Anyone want to suggest the new name for retirement? I’d love to hear some suggestions!
Conclusion
Well, that wraps it up for this book.
I have covered it in much more depth than I have other books because it had so many great insights backed up by data. Most books are long on opinion and short on facts, but this one is long on both.
And, of course, there’s much, much more to the book than what I could share. So if any of the posts have interested you, pick up your own copy then come back here and tell me what you think of it.

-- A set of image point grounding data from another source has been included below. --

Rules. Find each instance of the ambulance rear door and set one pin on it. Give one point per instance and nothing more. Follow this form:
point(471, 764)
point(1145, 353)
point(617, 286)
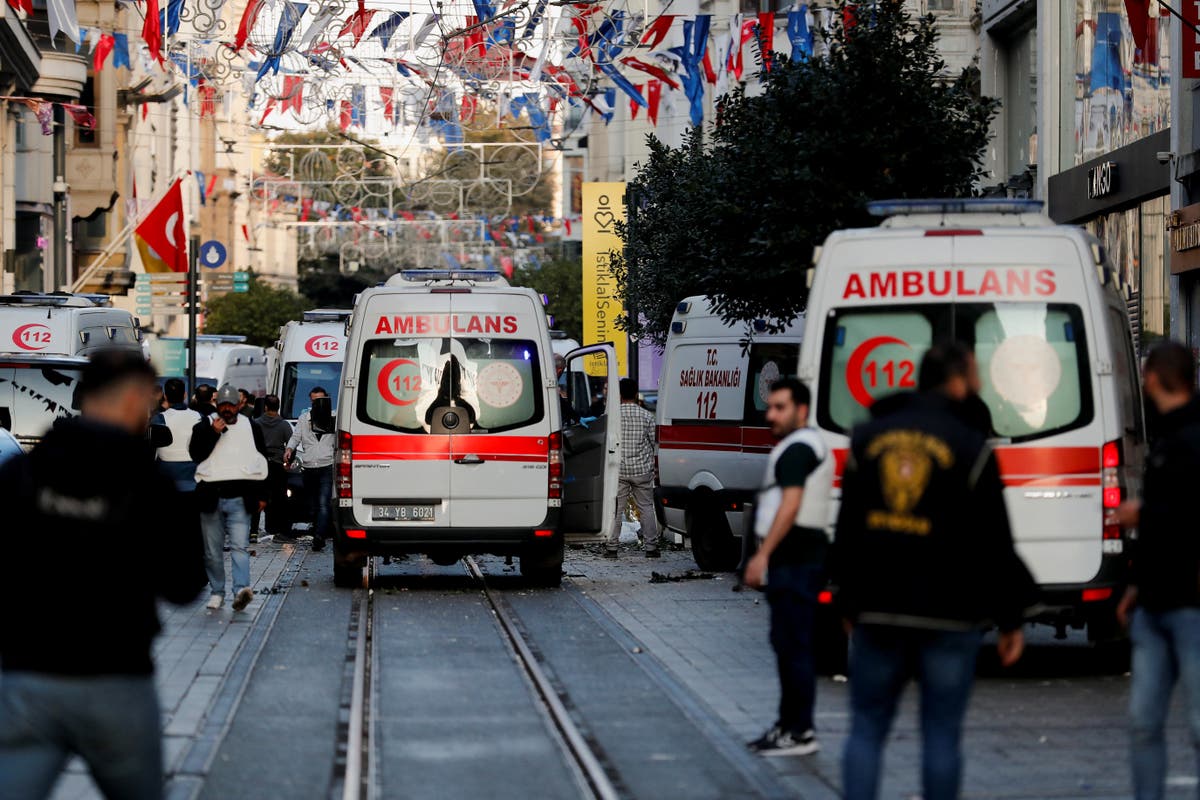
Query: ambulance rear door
point(592, 447)
point(401, 467)
point(499, 461)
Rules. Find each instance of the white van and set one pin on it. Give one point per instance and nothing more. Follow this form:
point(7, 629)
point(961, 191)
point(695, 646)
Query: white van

There might be some readers who have already read the book. If so, I’d love to hear your opinions of it in the comments below.
Debbie says
In England they are called Pensioners. In New Zealand (according to google) they are called superannuatant…..I don’t like that word.
Tink says
Passwords are a tricky problem. With digital thieves passwords have become complex and change frequently. I haven’t seen any articles on your digital footprint when you die. All your emails and cloud documents.
Scott C says
Services like LastPass make passwords easy. Your spouse can either know the master password or you can pay $12 per year more for a family account or you can designate emergency contacts who can request access (after you have established them). After a designated period of time (you define), if you have not denied their request to acess your LastPass account, they are granted access. I am a LastPass user but I am sure other products have similar offerings.
Dave says
Scott nailed it. This is the needed approach. We use a family license of 1Password (a LastPass competitor). The ‘Shared’ vault contains all sorts of directives, info, and the kids have been made aware of this key source. The vault shared by my spouse and I is a little more restrictive, and nothing in this vault would be accessible to the kids. Stuff we would each need as a (the) survivor. Of course each user has a private vault – access to this essentially dies with you. Perhaps not perfect but the rules are clear and allow the survivors to push forward!
MI-109 says
Here is a podcast that addresses how to handle digital assets, to include using a password app.
https://www.chalenejohnson.com/podcasts/what-happens-digital-assets-die/
Targeting 2023 says
As I brainstorm how to describe what retirement is becoming and the fact that it’s a broad and diverse spectrum, the word flexibility keeps coming up but I struggle how to fit it in. Perhaps we’ll need to invent a new term such as “Flextirement”? or some other variation on that flexibility concept. I’m certain someone in this community more creative than me will come up with something better. Thoughts?